Ultrafiltration Attenuates Cardiopulmonary Bypass-Induced Acute Lung Injury in a Canine Model of Single-Lung Transplantation

Objective: The purpose of this study was to investigate the effects of cardiopulmonary bypass and ultrafiltration on graft function in a canine single-lung transplantation model.

Methods: Fifteen left single-lung transplantations were done in weight-mismatched canine pairs. The animals were divided into 3 groups: group 1, in which transplantation was done without cardiopulmonary bypass; group 2, in which transplantation was done with cardiopulmonary bypass and in which the cardiopulmonary bypass flow was decreased slowly with controlled pulmonary artery pressure; and group 3, in which transplantation was done with cardiopulmonary bypass and ultrafiltration. Hemodynamic parameters and lung function were monitored for 6 hours after reperfusion. The grafts were harvested for histologic studies, myeloperoxidase assay, and real-time quantitive reverse transcription-polymerase chain reaction of mRNA encoding interleukin 6.
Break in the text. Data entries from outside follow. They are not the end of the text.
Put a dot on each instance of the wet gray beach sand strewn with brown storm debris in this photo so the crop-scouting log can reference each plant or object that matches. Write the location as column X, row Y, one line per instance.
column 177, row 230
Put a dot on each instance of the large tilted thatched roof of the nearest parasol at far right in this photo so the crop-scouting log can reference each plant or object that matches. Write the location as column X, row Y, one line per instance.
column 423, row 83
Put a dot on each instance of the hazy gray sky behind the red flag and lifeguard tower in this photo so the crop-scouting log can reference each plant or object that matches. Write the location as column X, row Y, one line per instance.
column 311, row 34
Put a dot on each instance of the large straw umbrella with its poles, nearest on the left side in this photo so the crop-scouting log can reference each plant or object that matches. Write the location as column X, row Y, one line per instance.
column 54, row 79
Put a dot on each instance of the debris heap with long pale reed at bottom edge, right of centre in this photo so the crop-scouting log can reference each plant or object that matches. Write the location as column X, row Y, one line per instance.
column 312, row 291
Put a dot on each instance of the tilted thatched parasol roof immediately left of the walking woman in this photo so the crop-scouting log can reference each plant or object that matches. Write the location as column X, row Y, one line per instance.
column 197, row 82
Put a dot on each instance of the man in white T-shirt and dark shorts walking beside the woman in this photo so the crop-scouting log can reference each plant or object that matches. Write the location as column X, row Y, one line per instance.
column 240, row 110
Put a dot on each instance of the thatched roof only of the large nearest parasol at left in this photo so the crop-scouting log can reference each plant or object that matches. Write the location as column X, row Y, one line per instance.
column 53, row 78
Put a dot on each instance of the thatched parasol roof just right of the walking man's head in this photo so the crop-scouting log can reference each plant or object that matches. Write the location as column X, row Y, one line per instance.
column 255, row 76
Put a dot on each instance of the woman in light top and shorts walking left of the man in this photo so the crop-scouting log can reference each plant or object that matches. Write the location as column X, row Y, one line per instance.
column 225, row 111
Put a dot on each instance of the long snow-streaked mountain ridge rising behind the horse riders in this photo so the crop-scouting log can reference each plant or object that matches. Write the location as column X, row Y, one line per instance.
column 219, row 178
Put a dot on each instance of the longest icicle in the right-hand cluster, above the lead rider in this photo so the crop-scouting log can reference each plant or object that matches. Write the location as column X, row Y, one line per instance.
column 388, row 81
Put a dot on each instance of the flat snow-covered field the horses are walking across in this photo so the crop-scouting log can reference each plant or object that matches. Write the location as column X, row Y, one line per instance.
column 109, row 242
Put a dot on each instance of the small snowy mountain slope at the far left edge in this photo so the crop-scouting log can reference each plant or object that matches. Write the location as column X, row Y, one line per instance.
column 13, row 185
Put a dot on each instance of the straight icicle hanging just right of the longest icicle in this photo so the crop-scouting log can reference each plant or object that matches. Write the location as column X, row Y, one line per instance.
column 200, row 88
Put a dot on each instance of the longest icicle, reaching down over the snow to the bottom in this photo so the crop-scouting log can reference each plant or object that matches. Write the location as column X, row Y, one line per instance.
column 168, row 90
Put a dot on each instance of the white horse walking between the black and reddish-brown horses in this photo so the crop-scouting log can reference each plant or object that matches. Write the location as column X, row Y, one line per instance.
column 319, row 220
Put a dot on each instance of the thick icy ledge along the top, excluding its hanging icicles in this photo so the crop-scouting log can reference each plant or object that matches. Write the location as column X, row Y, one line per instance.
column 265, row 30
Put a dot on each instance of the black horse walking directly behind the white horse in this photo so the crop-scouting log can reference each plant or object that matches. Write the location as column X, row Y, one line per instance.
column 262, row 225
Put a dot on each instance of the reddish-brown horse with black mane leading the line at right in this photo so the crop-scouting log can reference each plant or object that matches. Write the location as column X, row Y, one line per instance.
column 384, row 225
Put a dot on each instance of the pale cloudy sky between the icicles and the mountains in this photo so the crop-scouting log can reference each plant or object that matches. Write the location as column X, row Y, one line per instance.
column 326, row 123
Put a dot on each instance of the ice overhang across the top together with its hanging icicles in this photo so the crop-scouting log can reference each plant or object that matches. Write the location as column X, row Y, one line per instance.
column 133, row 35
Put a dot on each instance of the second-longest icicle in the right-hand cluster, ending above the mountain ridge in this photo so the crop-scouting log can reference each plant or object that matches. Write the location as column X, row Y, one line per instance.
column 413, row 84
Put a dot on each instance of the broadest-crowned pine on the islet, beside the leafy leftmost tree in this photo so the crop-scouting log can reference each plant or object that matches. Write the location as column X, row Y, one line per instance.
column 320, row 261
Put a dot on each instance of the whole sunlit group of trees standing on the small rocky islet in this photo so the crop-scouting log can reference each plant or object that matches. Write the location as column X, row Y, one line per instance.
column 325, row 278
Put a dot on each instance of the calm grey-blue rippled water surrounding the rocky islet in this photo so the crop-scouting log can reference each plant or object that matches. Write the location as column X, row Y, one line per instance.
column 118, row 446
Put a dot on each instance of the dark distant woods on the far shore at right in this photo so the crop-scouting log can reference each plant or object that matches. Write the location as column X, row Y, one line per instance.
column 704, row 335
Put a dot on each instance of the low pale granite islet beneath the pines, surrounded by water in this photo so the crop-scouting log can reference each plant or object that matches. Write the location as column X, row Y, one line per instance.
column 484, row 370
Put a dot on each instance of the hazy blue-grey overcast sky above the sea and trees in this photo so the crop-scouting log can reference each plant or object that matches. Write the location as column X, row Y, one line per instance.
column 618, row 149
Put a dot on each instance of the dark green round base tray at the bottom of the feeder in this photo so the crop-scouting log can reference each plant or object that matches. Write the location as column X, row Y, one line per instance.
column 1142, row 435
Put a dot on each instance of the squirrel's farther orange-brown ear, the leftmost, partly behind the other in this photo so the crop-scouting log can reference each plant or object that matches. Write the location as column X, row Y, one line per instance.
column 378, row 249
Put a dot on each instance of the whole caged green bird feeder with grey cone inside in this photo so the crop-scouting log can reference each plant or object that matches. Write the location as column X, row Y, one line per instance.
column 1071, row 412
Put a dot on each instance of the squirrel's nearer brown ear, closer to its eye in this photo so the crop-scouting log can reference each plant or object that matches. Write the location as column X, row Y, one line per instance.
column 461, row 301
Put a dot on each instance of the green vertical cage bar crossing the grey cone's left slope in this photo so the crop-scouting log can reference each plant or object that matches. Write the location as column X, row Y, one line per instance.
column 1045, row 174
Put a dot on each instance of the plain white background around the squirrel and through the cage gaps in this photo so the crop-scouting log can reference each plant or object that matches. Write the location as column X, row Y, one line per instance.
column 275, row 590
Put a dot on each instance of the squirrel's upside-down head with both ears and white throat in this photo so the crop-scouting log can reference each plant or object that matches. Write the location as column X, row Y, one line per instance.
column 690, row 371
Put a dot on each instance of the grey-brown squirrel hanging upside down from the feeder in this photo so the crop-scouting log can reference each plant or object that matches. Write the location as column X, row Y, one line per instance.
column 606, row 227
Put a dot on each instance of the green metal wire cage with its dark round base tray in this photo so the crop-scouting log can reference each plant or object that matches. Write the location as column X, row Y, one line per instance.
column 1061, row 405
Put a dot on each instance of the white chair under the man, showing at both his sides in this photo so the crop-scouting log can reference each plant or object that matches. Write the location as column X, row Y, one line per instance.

Results: The hemodynamic parameters were similar among the 3 groups. In group 1 Pao(2) and alveolar to arterial gradient for O(2) levels were excellent throughout the 6-hour observation period, but in group 2 they progressively deteriorated. However, ultrafiltration significantly (P = .02) improved the Pao(2) level in group 3. On histology, interstitial edema and polynuclear cell infiltration were most marked in group 2 and significantly worse than in groups 1 and 3. Myeloperoxidase assay and real-time quantitative reverse transcription-polymerase chain reaction showed increased myeloperoxidase activity and interleukin 6 gene expression in group 2 grafts compared with group 1 grafts. Myeloperoxidase activity and interleukin 6 gene expression were suppressed with ultrafiltration.

Conclusions: Cardiopulmonary bypass had negative effects on the graft, but ultrafiltration attenuated acute lung dysfunction by reducing the inflammatory response.